Apparently it takes a Welshman in Indonesia to remind the western world how breathtaking action cinema can really be. Gareth Evans is the man behind The Raid, a new feature that traps a SWAT team in a rundown city tenement block. Here they’re at the mercy of a gang of criminals whose sense of community spirit involves automatic weapons and rusty machetes.
Evans was inspired by everything from Bruce Willis’ skyscraper-bound adventures in Die Hard through to Bruce Lee and pretty much his entire back catalogue. As a result, The Raid is a stunningly confident exercise in tension, brutal, yet balletic, hand-to-hand combat and how to get out of a tight spot using a fridge and a canister of compressed gas.

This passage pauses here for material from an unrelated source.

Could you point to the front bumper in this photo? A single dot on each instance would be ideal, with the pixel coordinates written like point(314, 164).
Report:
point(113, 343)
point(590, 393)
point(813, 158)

So here’s the big difference between East and West. The heroes of the East spend years training in their chosen form of martial artistry which, as a happy by-product, looks pretty great on camera. Computer-generated fighting robots are too often considered the height of Hollywood’s visual prowess.
The Raid may well inspire the Hollywood studios, although the western industry is a bit distracted at the moment by the pretty staggering success of The Avengers. Perhaps there’s a way of combining Hollywood’s taste for gangs of film icons with the pulpy, cinematic sensibilities of, say, Quentin Tarantino?
The Studio Boss, dressed in her flowing cape and hood, and leaning on her cane for support, will summon the bedraggled and chained Writer into her palatial office, as she surveys the Los Angeles cityscape. The Writer kneels: “My Master.”
Studio Boss turns slowly and cracks a smile: “Right-Er. I want cinematic icons meeting Die Hard sensibilities. I want cult heroes of the big screen locked in a dank tenement block and fighting for their lives. I want to take the best of The Avengers and The Raid to create a new, ultimate franchise that revitalises the action genre in this town! What can you give me?”
The Writer coughs and pulls a piece of crumpled file paper from his ragged clothes: “Sire. We’ll put the best of Tarantino’s characters in an apartment block. There’s Mr Blonde from Reservoir Dogs, who’s obviously handy with sarcasm and a razor blade. We have Jules Winnfield from Pulp Fiction, who can do intensity and great biblical monologues.
“Then we have the real warriors of the piece. There’s The Bride from Kill Bill, who’s the true samurai warrior. There’s Aldo Raines from Inglourious Basterds, who comes with a military background, a bizarre southern accent and a large hunting knife. I think we should cap it off with the German officer Hans Landa, also from Inglourious Basterds, because he has the requisite one-liners that will help diffuse tension after a particularly bloody action sequence.
“Together there’ll be so bad-ass they’ll make the Avengers look like the Power Rangers. Thoughts, my Master?”
Studio Boss approaches her Writer and allows herself an evil cackle. Operatic music swells in the background due to an expensive, but nonetheless faulty stereo system: “You have done well, Right-Er, and it may yet win you your freedom. Mr Blonde, Jules Winnfield, The Bride, Aldo Raines and Hans Landa together at last!
“Tarantino will write and direct it himself! We’ll make him an offer he can’t refuse. They’ll take on the revived Crazy 88 from Kill Bill and perhaps the best of Hollywood’s real (and wannabe) visual effects technicians armed with lightsabers that they’ve animated themselves – stuff like that’s all over YouTube – and the tenement block carnage will be cinematic!
“There’ll be loud and intimidating opening put-downs from a crazy-eyed, fuzzy-haired Jules Winnfield. Blade-wielding action from The Bride and Aldo Raines follows, as Mr Blonde offers razor-blade-flavoured dessert to the tune of Stuck In The Middle With You. Hans Landa will deduce where the enemy is hiding before capping off their gory victory with his trademark ‘That’s a bingo!’
“They’ll fight their way to the top floor where they’ll find banks of computers devoted to the production of soulless computer effects. In a scene loaded with visceral cinematic symbolism – and probably filmed in super slow motion – they’ll destroy the place, ushering in a new era of Hollywood filmmaking that’s forced to take inspiration from the daring and ballsy East.”
Studio Boss gets caught up in her own pitch and punches the air with a withered fist. Guards drag the grimacing Writer away, but he looks back forlornly: “At least have me frozen in carbonite! I think I’ll have more use as a decorative item…”
The only response is a maniacal laugh. Plus the idle thought that perhaps Right-Er deserves a new typewriter for his efforts.